Нико. Это конечно забавно, но лама появляется только при появлении ученика. Если есть кто-то кто обучает и кто-то кто получает учение, то один из них в любом случае учитель, а другой ученик. Как говориться - называй, не называй...  :Smilie: 
Не мои фантазии, если что. Слова Пема Рангдрола Ринпоче

----------

Aion (12.03.2012), Цхултрим Тращи (12.03.2012)

----------


## Нико

> Нико. Это конечно забавно, но лама появляется только при появлении ученика. Если есть кто-то кто обучает и кто-то кто получает учение, то один из них в любом случае учитель, а другой ученик. Как говориться - называй, не называй... 
> Не мои фантазии, если что. Слова Пема Рангдрола Ринпоче


Олег, это не в Ваш адрес было сказано. Просто один мой давний знакомый назвал себя ламой, и после этого пошла цепная реакция....
К слову, Алекс Берзин и другие буддологи часто читают лекции по всему миру, не называя себя ламами. Нормально. Полезно многим. Я только "за".

----------


## Карма Палджор

> Олег, это не в Ваш адрес было сказано. Просто один мой давний знакомый назвал себя ламой, и после этого пошла цепная реакция....
> К слову, Алекс Берзин и другие буддологи часто читают лекции по всему миру, не называя себя ламами. Нормально. Полезно многим. Я только "за".

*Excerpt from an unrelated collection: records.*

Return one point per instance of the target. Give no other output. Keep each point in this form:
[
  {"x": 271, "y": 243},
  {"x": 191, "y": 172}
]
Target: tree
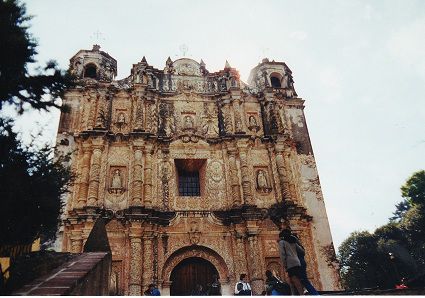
[
  {"x": 414, "y": 189},
  {"x": 363, "y": 265},
  {"x": 32, "y": 181},
  {"x": 394, "y": 250},
  {"x": 18, "y": 50}
]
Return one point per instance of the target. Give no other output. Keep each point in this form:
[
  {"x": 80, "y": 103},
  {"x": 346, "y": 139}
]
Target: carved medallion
[{"x": 216, "y": 171}]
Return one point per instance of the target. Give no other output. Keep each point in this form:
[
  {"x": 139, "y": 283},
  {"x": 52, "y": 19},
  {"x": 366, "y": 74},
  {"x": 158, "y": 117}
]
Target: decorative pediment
[{"x": 187, "y": 67}]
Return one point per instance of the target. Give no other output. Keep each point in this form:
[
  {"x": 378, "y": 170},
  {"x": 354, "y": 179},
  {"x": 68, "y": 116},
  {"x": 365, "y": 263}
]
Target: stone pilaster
[
  {"x": 148, "y": 179},
  {"x": 227, "y": 117},
  {"x": 246, "y": 180},
  {"x": 283, "y": 174},
  {"x": 76, "y": 242},
  {"x": 84, "y": 180},
  {"x": 254, "y": 264},
  {"x": 93, "y": 192},
  {"x": 137, "y": 177},
  {"x": 147, "y": 261},
  {"x": 135, "y": 276},
  {"x": 291, "y": 171},
  {"x": 234, "y": 178},
  {"x": 240, "y": 256},
  {"x": 238, "y": 117}
]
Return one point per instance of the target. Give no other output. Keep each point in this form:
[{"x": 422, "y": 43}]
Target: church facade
[{"x": 195, "y": 172}]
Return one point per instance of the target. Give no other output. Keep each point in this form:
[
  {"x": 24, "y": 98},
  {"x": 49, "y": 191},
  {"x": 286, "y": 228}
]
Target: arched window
[
  {"x": 275, "y": 81},
  {"x": 90, "y": 71}
]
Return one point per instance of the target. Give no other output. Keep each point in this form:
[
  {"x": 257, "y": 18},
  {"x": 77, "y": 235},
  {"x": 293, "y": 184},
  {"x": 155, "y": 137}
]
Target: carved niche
[
  {"x": 117, "y": 179},
  {"x": 253, "y": 122},
  {"x": 117, "y": 187},
  {"x": 262, "y": 181}
]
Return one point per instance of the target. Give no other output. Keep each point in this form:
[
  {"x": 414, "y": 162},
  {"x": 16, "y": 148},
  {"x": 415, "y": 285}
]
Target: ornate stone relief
[
  {"x": 263, "y": 181},
  {"x": 194, "y": 233},
  {"x": 210, "y": 120},
  {"x": 253, "y": 122},
  {"x": 117, "y": 184}
]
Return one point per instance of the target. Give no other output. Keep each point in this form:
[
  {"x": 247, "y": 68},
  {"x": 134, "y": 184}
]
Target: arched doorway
[{"x": 189, "y": 273}]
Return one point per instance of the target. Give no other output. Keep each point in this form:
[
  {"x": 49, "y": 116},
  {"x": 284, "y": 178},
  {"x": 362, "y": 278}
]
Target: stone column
[
  {"x": 290, "y": 174},
  {"x": 227, "y": 118},
  {"x": 92, "y": 111},
  {"x": 93, "y": 192},
  {"x": 240, "y": 257},
  {"x": 148, "y": 179},
  {"x": 137, "y": 177},
  {"x": 254, "y": 264},
  {"x": 147, "y": 262},
  {"x": 234, "y": 178},
  {"x": 76, "y": 242},
  {"x": 84, "y": 182},
  {"x": 283, "y": 175},
  {"x": 135, "y": 276},
  {"x": 238, "y": 117},
  {"x": 246, "y": 181}
]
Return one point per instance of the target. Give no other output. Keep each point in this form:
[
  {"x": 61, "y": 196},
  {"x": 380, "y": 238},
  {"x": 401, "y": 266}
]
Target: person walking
[
  {"x": 304, "y": 279},
  {"x": 276, "y": 287},
  {"x": 288, "y": 254},
  {"x": 214, "y": 288},
  {"x": 242, "y": 287},
  {"x": 152, "y": 291}
]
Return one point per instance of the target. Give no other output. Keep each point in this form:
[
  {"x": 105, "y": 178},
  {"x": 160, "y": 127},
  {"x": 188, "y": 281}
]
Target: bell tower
[{"x": 93, "y": 64}]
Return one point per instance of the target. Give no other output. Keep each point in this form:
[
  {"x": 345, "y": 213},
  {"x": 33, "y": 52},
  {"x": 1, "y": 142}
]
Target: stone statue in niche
[
  {"x": 188, "y": 123},
  {"x": 252, "y": 123},
  {"x": 262, "y": 182},
  {"x": 116, "y": 184},
  {"x": 121, "y": 119}
]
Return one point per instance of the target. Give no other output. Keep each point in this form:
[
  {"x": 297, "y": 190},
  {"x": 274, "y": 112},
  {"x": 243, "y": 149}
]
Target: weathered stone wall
[
  {"x": 129, "y": 139},
  {"x": 87, "y": 274}
]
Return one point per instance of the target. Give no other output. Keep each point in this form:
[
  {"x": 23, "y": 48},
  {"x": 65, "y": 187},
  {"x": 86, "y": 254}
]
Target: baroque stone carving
[
  {"x": 252, "y": 123},
  {"x": 124, "y": 161},
  {"x": 263, "y": 182},
  {"x": 116, "y": 182}
]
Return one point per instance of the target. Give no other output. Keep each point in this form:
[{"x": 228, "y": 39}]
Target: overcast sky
[{"x": 359, "y": 66}]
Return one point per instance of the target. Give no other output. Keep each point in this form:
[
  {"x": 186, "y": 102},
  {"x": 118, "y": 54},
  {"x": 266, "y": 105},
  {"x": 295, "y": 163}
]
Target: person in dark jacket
[
  {"x": 304, "y": 279},
  {"x": 288, "y": 254},
  {"x": 276, "y": 287},
  {"x": 214, "y": 288}
]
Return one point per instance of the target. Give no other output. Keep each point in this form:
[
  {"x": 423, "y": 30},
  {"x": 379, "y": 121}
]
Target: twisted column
[
  {"x": 246, "y": 181},
  {"x": 234, "y": 178},
  {"x": 147, "y": 261},
  {"x": 76, "y": 242},
  {"x": 135, "y": 275},
  {"x": 283, "y": 175},
  {"x": 148, "y": 180},
  {"x": 94, "y": 177},
  {"x": 84, "y": 181},
  {"x": 137, "y": 177}
]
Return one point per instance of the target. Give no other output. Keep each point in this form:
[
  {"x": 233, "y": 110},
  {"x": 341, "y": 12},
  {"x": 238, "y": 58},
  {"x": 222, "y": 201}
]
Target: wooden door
[{"x": 189, "y": 273}]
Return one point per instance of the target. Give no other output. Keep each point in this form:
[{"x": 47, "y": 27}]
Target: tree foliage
[
  {"x": 32, "y": 181},
  {"x": 18, "y": 51},
  {"x": 394, "y": 250}
]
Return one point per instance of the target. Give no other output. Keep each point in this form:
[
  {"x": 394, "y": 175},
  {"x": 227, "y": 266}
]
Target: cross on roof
[
  {"x": 183, "y": 49},
  {"x": 97, "y": 36}
]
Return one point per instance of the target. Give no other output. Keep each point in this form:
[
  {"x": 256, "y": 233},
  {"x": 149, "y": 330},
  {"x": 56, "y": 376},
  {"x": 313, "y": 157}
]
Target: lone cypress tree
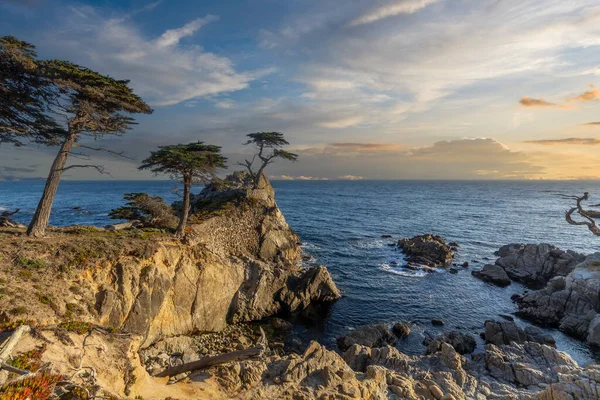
[
  {"x": 24, "y": 96},
  {"x": 92, "y": 105},
  {"x": 262, "y": 141},
  {"x": 188, "y": 163}
]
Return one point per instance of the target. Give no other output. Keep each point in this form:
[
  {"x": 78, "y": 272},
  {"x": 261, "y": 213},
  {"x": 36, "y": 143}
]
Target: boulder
[
  {"x": 463, "y": 343},
  {"x": 430, "y": 250},
  {"x": 535, "y": 264},
  {"x": 311, "y": 287},
  {"x": 494, "y": 274},
  {"x": 401, "y": 330},
  {"x": 569, "y": 303},
  {"x": 377, "y": 335},
  {"x": 507, "y": 332}
]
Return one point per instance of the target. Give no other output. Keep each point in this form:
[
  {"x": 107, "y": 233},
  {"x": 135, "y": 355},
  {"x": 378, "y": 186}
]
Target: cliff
[{"x": 240, "y": 263}]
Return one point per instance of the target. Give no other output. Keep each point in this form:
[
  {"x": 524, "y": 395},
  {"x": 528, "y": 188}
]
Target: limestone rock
[
  {"x": 430, "y": 250},
  {"x": 507, "y": 332},
  {"x": 368, "y": 335},
  {"x": 535, "y": 264},
  {"x": 494, "y": 274},
  {"x": 570, "y": 303},
  {"x": 312, "y": 286},
  {"x": 463, "y": 343}
]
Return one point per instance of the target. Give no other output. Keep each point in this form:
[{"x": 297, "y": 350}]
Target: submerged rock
[
  {"x": 401, "y": 330},
  {"x": 494, "y": 274},
  {"x": 507, "y": 332},
  {"x": 368, "y": 335},
  {"x": 430, "y": 250}
]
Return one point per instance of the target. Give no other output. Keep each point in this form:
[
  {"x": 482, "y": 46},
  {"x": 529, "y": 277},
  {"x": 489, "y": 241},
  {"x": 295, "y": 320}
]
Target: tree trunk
[
  {"x": 39, "y": 222},
  {"x": 180, "y": 232}
]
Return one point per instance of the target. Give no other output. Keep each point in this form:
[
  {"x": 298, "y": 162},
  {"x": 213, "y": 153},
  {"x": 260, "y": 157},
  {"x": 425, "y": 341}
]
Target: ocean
[{"x": 341, "y": 224}]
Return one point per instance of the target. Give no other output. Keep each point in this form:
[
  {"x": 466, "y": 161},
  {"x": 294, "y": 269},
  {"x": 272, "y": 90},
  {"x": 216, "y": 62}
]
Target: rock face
[
  {"x": 240, "y": 263},
  {"x": 507, "y": 332},
  {"x": 571, "y": 303},
  {"x": 430, "y": 250},
  {"x": 535, "y": 264},
  {"x": 523, "y": 371},
  {"x": 494, "y": 274},
  {"x": 368, "y": 335}
]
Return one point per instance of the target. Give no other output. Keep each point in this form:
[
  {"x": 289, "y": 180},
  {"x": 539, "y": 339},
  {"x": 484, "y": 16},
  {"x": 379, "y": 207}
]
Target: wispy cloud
[
  {"x": 590, "y": 95},
  {"x": 567, "y": 141},
  {"x": 173, "y": 36},
  {"x": 164, "y": 70},
  {"x": 389, "y": 10},
  {"x": 529, "y": 102}
]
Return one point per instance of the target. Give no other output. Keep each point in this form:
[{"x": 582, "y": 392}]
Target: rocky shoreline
[{"x": 139, "y": 303}]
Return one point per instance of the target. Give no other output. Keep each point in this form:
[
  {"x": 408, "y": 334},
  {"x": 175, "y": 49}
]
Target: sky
[{"x": 377, "y": 89}]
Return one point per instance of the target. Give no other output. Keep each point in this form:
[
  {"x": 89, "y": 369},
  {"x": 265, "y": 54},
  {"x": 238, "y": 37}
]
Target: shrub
[{"x": 151, "y": 211}]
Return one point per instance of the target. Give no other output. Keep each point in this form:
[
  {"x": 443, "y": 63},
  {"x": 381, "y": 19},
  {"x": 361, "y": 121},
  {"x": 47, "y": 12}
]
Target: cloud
[
  {"x": 173, "y": 36},
  {"x": 463, "y": 49},
  {"x": 476, "y": 158},
  {"x": 162, "y": 69},
  {"x": 567, "y": 141},
  {"x": 351, "y": 178},
  {"x": 390, "y": 10},
  {"x": 529, "y": 102},
  {"x": 296, "y": 178},
  {"x": 590, "y": 95}
]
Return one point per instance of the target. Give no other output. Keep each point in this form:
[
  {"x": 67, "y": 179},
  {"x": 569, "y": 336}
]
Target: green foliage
[
  {"x": 35, "y": 387},
  {"x": 262, "y": 141},
  {"x": 29, "y": 360},
  {"x": 79, "y": 327},
  {"x": 97, "y": 102},
  {"x": 12, "y": 325},
  {"x": 151, "y": 211},
  {"x": 24, "y": 93},
  {"x": 30, "y": 263},
  {"x": 187, "y": 162}
]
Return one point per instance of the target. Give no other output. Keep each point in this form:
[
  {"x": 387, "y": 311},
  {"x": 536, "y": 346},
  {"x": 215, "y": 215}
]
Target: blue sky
[{"x": 386, "y": 89}]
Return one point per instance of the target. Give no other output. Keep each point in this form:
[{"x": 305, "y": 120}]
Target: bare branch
[
  {"x": 589, "y": 221},
  {"x": 117, "y": 154},
  {"x": 99, "y": 168}
]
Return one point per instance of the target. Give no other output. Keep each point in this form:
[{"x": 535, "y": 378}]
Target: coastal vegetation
[
  {"x": 188, "y": 163},
  {"x": 262, "y": 142},
  {"x": 58, "y": 103}
]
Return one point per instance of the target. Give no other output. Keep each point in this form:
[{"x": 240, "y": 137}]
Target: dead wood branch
[{"x": 206, "y": 362}]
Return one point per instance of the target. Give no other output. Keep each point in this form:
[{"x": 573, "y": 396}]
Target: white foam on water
[{"x": 402, "y": 271}]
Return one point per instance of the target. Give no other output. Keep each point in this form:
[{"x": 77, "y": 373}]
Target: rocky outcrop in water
[
  {"x": 507, "y": 332},
  {"x": 535, "y": 264},
  {"x": 494, "y": 274},
  {"x": 571, "y": 303},
  {"x": 429, "y": 250},
  {"x": 240, "y": 263},
  {"x": 463, "y": 343},
  {"x": 368, "y": 335},
  {"x": 523, "y": 371}
]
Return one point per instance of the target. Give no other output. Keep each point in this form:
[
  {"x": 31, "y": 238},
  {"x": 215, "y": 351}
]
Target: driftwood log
[
  {"x": 206, "y": 362},
  {"x": 8, "y": 347}
]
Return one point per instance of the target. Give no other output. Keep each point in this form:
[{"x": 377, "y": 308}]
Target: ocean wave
[{"x": 402, "y": 271}]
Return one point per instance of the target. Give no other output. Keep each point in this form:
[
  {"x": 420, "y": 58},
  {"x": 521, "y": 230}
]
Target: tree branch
[
  {"x": 589, "y": 221},
  {"x": 98, "y": 168},
  {"x": 117, "y": 154}
]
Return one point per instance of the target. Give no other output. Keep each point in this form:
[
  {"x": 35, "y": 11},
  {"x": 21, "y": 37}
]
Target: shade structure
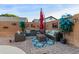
[{"x": 41, "y": 21}]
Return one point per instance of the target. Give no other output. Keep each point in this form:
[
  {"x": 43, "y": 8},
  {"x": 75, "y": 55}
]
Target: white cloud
[{"x": 72, "y": 10}]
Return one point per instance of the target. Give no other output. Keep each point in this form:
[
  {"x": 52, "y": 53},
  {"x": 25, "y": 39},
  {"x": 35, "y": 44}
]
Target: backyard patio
[{"x": 28, "y": 47}]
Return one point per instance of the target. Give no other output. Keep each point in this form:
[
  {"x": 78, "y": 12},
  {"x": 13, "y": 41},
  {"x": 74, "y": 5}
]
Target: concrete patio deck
[{"x": 27, "y": 46}]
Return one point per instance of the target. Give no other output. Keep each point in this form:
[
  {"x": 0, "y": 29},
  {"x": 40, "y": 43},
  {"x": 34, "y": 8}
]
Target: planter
[{"x": 19, "y": 37}]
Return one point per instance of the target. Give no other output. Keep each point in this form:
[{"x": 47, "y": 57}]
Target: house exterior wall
[
  {"x": 12, "y": 23},
  {"x": 73, "y": 37},
  {"x": 35, "y": 25}
]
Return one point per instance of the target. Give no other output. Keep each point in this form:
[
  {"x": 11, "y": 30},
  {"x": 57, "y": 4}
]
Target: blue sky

Так к себе особо и не прикладывал ваше высказывание, хотя как и у многих (в том числе буддологов) - полномочия на что-то таки есть

----------

Aion (12.03.2012)

----------


## Нико

> Так к себе особо и не прикладывал ваше высказывание, хотя как и у многих (в том числе буддологов) - полномочия на что-то таки есть


Есть, конечно. Знания. У Вас их достаточно, насколько могу судить через интернет.

----------


## Оскольд

Честно говоря я не вижу *принципиальных* причин по которым русский(украинский, белорусский, татарский и т.д.) человек при наличии разрешения от своего учителя, наличии необходимого объема знаний(образования) и прочих необходимых условий, типа пройденных ретритов,  не может быть ламой. Навряд ли тибетцы, буряты, калмыки, бутанцы, тувинцы и т.д. чем то в этом отношении лучше или хуже. Хотя ваше, Нико, негативное отношение к тому самому ламе которого Вы не назвали в данном случае совпадает с отношением Олега Филиппова. Насколько я знаю ему тоже не все нравится в деятельности ламы Олега.

----------

Aion (12.03.2012), Аминадав (12.03.2012), Дондог (18.07.2012), Цхултрим Тращи (12.03.2012)

----------


## Топпер

Большая просьба к участникам, обойтись без обсуждения персоналий.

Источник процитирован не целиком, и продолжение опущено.